For too long, Hong Kong has taken pride in having a flexible labour market, with workers deserted by sunset industries quickly recruited by new ones. In fact, as some economists have pointed out, the 'flexibility' betrays the low level of specialisation among Hong Kong workers.
Compulsory education up to form three was introduced only in 1978. This means a large proportion of the workforce above the age of 35 now were educated up to primary six only. Now that low-level manufacturing jobs have all but gone, these unskilled and lowly educated workers are finding it harder and harder to find new jobs in the service sectors.
Meanwhile, even though most young people now complete form five and more are receiving a tertiary education, standards at schools have fallen as more students are pushed through the system.
Much attention has been given to complaints that university students are not as good as their counterparts were a generation ago. In fact, an equally, if not more, serious problem lies in the far greater number of secondary graduates on whom the society depends to staff a wide array of front-line jobs.

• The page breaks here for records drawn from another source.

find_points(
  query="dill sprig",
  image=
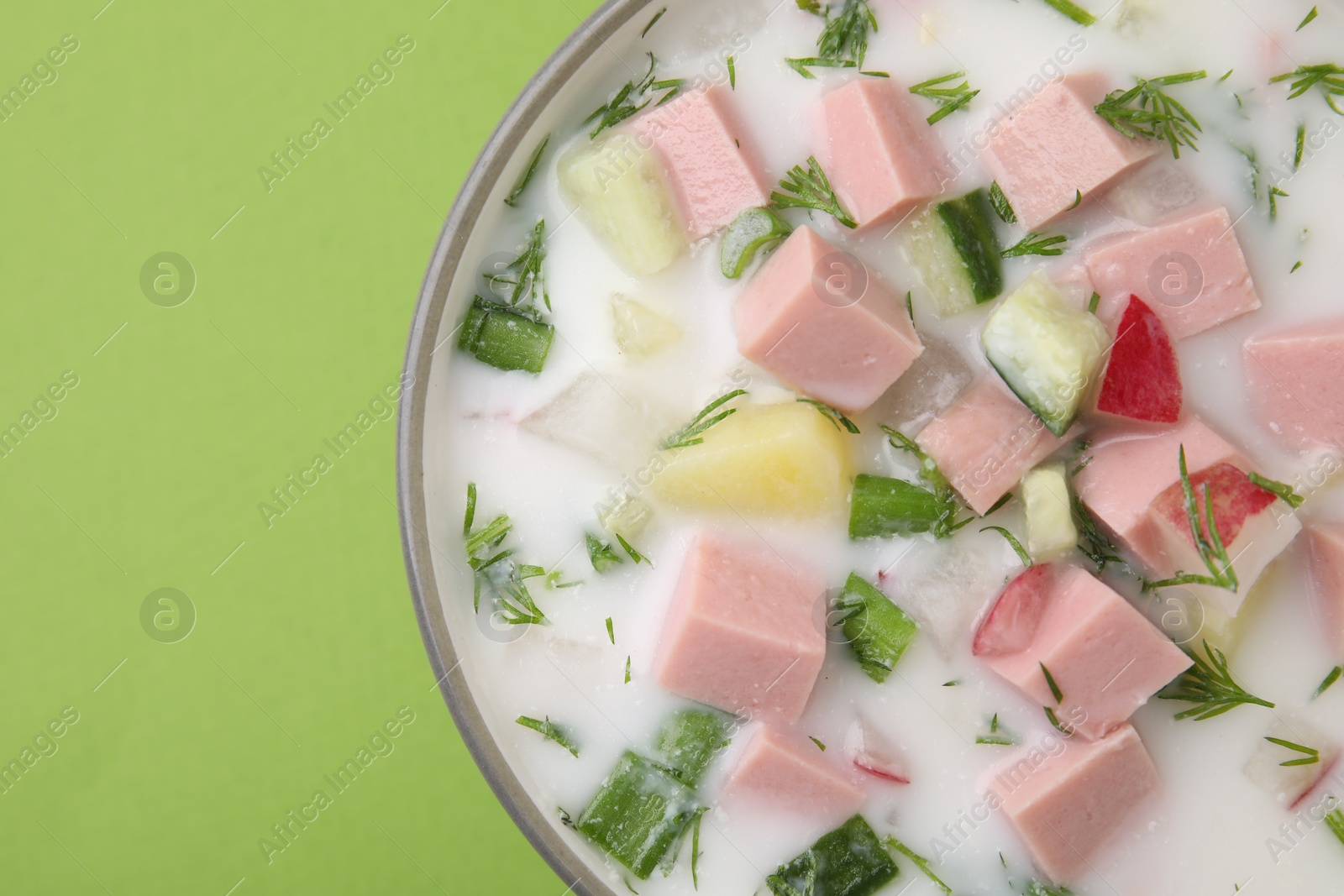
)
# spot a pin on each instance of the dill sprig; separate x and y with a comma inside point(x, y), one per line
point(524, 273)
point(951, 98)
point(692, 432)
point(1283, 490)
point(601, 553)
point(843, 42)
point(627, 101)
point(1211, 548)
point(1156, 114)
point(1000, 204)
point(526, 177)
point(1054, 720)
point(921, 862)
point(551, 731)
point(1073, 11)
point(1037, 244)
point(1012, 542)
point(1054, 688)
point(1310, 754)
point(1336, 822)
point(811, 188)
point(495, 567)
point(1210, 685)
point(1037, 888)
point(635, 555)
point(837, 418)
point(846, 36)
point(1328, 76)
point(1274, 194)
point(654, 22)
point(1330, 680)
point(998, 736)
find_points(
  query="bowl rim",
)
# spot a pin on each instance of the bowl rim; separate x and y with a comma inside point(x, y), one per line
point(494, 159)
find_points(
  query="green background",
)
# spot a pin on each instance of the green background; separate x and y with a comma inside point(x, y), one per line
point(185, 418)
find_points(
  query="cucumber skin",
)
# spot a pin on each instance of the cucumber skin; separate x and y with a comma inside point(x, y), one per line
point(880, 506)
point(1058, 328)
point(504, 338)
point(878, 631)
point(753, 230)
point(971, 228)
point(847, 862)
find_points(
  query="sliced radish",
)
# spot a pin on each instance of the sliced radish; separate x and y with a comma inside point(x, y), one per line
point(1012, 621)
point(1142, 378)
point(874, 754)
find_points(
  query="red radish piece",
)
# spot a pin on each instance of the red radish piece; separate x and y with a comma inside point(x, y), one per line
point(1012, 621)
point(1142, 378)
point(1236, 500)
point(871, 754)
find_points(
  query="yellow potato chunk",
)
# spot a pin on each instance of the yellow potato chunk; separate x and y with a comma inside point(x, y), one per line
point(1050, 524)
point(620, 195)
point(768, 459)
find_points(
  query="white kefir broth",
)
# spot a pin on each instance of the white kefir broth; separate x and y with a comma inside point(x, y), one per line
point(1210, 828)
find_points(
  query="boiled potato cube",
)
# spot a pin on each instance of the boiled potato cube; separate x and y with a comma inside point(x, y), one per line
point(785, 459)
point(620, 195)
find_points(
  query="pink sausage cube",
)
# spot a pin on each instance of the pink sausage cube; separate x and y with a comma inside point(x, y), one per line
point(1294, 382)
point(1055, 145)
point(1068, 804)
point(698, 141)
point(745, 631)
point(1326, 547)
point(1191, 271)
point(817, 320)
point(880, 155)
point(1133, 486)
point(987, 441)
point(792, 774)
point(1104, 656)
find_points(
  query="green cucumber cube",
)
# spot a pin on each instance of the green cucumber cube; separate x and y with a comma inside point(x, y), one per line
point(877, 629)
point(689, 741)
point(848, 862)
point(956, 251)
point(884, 506)
point(638, 815)
point(504, 338)
point(1046, 349)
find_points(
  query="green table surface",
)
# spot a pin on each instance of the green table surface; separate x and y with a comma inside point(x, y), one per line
point(151, 403)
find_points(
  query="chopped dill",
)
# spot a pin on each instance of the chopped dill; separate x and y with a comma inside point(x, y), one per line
point(1210, 685)
point(811, 188)
point(1155, 114)
point(551, 731)
point(692, 432)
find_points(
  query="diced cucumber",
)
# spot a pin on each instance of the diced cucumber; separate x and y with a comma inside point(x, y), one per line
point(638, 813)
point(880, 506)
point(877, 629)
point(752, 231)
point(1050, 521)
point(848, 862)
point(689, 741)
point(506, 338)
point(620, 195)
point(1045, 349)
point(642, 332)
point(956, 250)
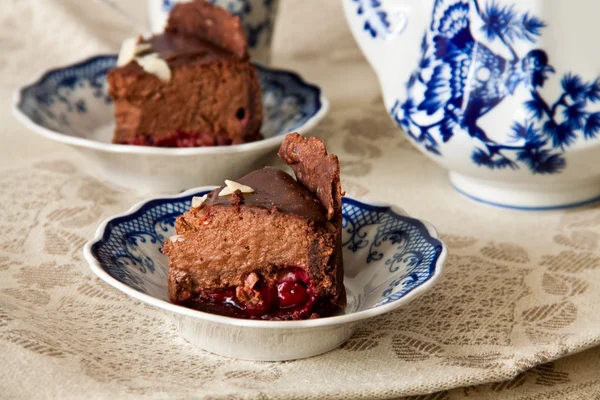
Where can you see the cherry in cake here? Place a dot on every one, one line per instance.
(266, 246)
(193, 85)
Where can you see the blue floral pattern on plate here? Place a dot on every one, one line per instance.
(386, 254)
(460, 79)
(74, 100)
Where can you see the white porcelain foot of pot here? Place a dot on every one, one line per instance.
(527, 196)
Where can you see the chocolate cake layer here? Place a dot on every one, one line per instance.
(258, 245)
(212, 97)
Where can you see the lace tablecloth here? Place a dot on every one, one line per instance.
(521, 289)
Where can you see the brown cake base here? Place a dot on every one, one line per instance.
(271, 254)
(211, 96)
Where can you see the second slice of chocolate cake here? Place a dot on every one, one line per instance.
(265, 246)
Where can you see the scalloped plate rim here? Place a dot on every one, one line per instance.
(214, 318)
(17, 99)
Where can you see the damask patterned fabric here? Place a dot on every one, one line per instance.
(521, 289)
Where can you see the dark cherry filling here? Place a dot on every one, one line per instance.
(290, 295)
(182, 139)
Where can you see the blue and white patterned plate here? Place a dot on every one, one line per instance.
(71, 105)
(389, 259)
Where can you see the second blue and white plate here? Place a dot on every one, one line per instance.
(71, 105)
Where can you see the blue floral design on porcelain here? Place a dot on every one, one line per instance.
(396, 254)
(379, 22)
(257, 16)
(74, 98)
(460, 79)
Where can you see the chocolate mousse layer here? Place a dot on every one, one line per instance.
(273, 253)
(212, 96)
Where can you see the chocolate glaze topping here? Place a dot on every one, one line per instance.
(274, 188)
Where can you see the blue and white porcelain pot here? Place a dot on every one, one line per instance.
(258, 17)
(505, 94)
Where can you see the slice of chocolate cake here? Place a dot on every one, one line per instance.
(191, 86)
(266, 246)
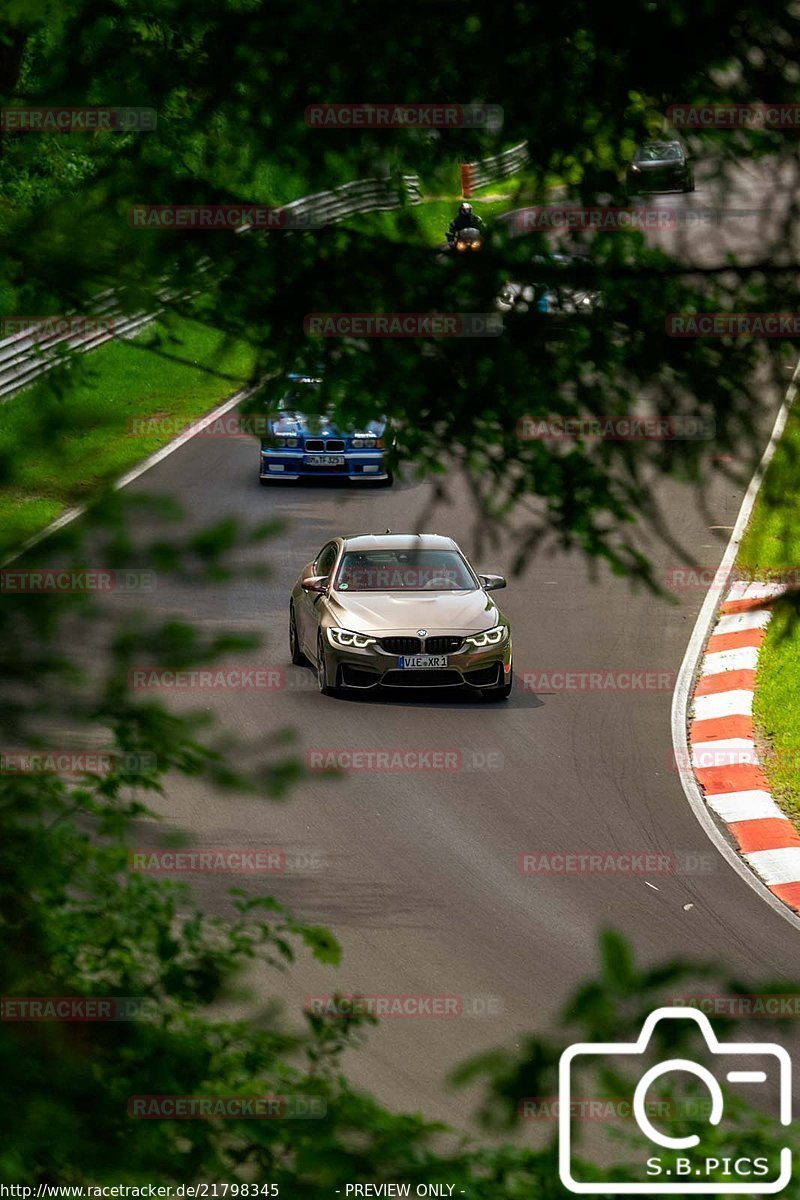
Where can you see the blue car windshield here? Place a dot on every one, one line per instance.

Many of them enroll in training courses to become non-graduate teachers, nurses, technicians and the like. But there are signs their performance is a cause for worry.
For example, although doctors, like anyone else, can make mistakes, incidents in the recent spate of medical blunders were mostly caused by junior medical workers - dispensers who mixed the wrong drugs and nurses who failed to dilute a concentrated medicine, or connect the tubing of a sophisticated piece of medical equipment properly. In the latest incident, several patients died while receiving dialysis treatment at the Hong Kong Sanatorium and Hospital.